Фурсова больше не всхлипывала и молчала, так что мне слышно было только дыхание обеих. Наконец Грабина заявила:
— Замечательно. Это зелье регенерации просто чудо какое-то. Кожа — как у младенца. Такой никакими косметическими процедурами не добьешься.
— Не обманывай меня, я знаю, что теперь уродина, — простонала Фурсова. — после такого ожога ничего хорошего не будет. Я из алхимического рода, последствия представляю.
— Вот тебе зеркало, — довольно грубо сказала Грабина. — Смотри сама.
Фурсова посмотрела.
— Ой, мои ресницы! — в ужасе выкрикнула она. — И брови…
— Это последнее, что тебя должно волновать. И брови, и ресницы отрастут. Собственно, они уже немного отрасли. Да не переживай ты так. — Она вздохнула. — Горе ты мое. Лежи, восстановлю тебе все. Но чтобы ты молчала об этих моих умениях, поняла? Не нужно мне паломничество за косметическими услугами. Арина Ивановна будет очень недовольна.
Они опять замолчали. Зато начал разоряться Шмаков, который твердил, что к нему тут с самого начала относились предвзято и что он ничего ни на кого не выплескивал нарочно.
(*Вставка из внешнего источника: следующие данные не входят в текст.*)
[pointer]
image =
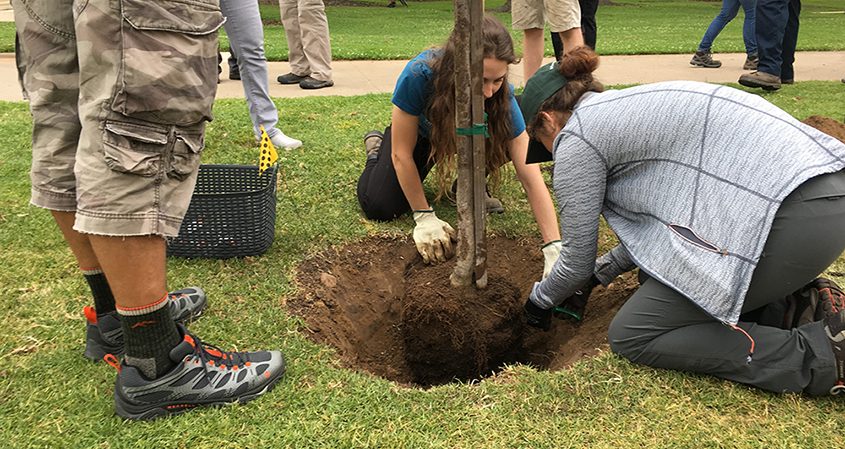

Мол, случайно это произошло: поскользнулся на мокром полу и рукой махнул, а там уж куда полетело, туда полетело. И что никаких ожогов быть не может с того зелья, что он готовил. Ректор напомнил, что при расследовании непременно проведут анализ зелья и что во всех лабораториях ведется запись, во избежание использования этих помещений самовольно, после чего Шмаков окончательно сдулся и дальше говорил только его адвокат.